12) A soft­drink machine can be regulated so that it discharges an average of µ ounces per cup. If the ounces
of fill are normally distributed with a standard deviation of 0.4 ounces, what value should µ be set at so that
6­ounce cups will overflow only 2% of the time?
a) 6.82
b) 6.00
c) 5.18
d) 5.60
e) 6.34
Round 3 ­ DO NOT WRITE ON THIS PAPER.
13) Webb is a baseball fanatic. He keeps his own statistics on the major league teams and individual players.
For the 350 regular starters, Webb has found their mean batting average is 0.229, with a standard deviation of
0.024. His sister is appalled that baseball players get paid the salaries they do and get a hit less than 25% of
their attempts at bat.
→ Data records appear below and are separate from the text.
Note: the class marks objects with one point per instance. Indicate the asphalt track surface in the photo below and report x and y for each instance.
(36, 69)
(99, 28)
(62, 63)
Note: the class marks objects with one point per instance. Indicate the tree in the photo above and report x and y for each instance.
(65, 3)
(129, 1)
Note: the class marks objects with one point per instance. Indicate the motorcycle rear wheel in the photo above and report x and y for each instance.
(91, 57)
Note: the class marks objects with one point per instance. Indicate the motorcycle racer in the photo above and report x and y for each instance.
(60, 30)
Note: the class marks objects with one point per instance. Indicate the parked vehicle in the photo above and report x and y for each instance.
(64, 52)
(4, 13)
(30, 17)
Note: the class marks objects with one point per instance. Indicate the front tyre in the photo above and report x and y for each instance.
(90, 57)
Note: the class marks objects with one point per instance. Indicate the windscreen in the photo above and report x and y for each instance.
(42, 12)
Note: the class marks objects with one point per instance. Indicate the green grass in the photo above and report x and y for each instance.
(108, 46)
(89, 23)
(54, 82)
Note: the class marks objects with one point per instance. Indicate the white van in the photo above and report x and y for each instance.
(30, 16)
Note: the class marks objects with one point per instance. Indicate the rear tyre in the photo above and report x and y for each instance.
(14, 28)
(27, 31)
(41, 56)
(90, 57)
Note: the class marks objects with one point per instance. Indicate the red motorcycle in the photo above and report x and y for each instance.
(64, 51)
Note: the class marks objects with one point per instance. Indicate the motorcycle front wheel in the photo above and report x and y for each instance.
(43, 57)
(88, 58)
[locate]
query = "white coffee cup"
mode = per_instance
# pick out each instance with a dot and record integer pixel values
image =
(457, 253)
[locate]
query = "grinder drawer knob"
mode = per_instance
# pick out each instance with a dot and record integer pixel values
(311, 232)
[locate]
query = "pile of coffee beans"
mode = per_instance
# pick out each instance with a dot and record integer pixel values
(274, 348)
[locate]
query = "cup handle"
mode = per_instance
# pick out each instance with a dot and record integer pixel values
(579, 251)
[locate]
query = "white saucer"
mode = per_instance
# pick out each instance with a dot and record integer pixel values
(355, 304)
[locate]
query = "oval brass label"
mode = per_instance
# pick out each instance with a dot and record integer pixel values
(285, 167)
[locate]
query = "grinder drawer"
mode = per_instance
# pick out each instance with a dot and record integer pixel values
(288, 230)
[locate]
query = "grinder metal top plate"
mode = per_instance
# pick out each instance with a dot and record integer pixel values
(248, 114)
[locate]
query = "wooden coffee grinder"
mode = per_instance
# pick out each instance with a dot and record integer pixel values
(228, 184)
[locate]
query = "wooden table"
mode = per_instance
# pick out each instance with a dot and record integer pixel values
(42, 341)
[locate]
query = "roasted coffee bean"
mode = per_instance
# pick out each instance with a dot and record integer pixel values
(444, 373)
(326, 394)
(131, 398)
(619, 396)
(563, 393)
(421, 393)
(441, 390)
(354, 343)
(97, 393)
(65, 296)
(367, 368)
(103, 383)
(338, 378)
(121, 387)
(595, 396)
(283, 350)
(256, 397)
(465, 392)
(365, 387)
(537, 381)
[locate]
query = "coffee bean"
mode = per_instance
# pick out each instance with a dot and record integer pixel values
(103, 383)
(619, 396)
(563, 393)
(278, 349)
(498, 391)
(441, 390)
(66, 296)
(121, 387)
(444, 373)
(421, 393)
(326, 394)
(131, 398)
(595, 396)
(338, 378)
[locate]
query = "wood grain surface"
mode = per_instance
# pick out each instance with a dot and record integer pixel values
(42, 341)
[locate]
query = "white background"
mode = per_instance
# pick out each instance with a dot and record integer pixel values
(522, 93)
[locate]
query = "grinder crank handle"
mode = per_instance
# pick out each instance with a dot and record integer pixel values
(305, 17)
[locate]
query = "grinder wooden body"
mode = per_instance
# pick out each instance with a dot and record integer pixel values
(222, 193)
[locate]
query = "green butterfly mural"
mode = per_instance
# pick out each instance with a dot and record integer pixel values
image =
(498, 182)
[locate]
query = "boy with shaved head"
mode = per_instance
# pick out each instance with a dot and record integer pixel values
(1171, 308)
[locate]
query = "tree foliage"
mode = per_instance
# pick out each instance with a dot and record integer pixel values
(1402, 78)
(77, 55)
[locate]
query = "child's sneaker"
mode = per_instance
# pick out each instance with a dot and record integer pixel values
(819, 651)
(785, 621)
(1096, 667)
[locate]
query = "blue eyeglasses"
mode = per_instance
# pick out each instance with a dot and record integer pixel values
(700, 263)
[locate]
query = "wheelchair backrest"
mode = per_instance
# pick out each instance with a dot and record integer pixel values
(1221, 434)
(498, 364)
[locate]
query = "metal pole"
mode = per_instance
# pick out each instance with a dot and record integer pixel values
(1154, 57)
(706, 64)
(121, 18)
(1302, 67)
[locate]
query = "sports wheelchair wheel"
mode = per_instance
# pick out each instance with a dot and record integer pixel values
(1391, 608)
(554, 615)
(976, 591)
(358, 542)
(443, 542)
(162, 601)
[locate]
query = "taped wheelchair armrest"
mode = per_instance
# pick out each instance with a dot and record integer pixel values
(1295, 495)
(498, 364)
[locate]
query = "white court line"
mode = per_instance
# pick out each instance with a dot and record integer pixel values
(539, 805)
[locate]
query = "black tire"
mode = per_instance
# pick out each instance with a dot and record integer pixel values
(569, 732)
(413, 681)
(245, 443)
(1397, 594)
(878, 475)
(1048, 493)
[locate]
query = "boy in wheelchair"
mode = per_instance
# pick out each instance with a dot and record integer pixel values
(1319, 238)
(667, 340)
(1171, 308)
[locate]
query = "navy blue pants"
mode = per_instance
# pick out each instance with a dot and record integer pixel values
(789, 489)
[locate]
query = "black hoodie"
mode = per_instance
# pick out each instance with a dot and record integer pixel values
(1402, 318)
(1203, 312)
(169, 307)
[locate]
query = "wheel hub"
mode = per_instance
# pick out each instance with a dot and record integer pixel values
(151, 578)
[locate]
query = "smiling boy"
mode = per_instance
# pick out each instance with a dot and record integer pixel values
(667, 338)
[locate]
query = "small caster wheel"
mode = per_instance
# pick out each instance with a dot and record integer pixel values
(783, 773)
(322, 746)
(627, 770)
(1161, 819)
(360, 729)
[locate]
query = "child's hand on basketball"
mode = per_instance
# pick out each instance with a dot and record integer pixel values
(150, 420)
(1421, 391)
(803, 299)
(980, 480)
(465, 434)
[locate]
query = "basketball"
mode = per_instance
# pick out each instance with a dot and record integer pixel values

To further her argument, she asks for the following information:
a) What proportion of players hit more than 25% of the times they are at bat?
b) Since the players with the top ten batting averages get cash bonuses, what is the lowest batting average that
will receive a bonus?
ANSWERS
1) D
2) B
3) D
4) E
5) D
6) D
7) A
8) D
9) D
10) C
11) C
12) C
13) (a) z = 0.25−0.229
0.024 = 0.875 0.1922 about 19% of the players get hits on average over 25% of the time. 2 pts.
(b) 10/350 = 0.02857 2.857% get a raise 2 pts.
1 ­ 0.02857 = 0.97143
z = 1.9
x = 0.2746
The top 10 players have batting averages of 0.2746 or higher. 2 pts.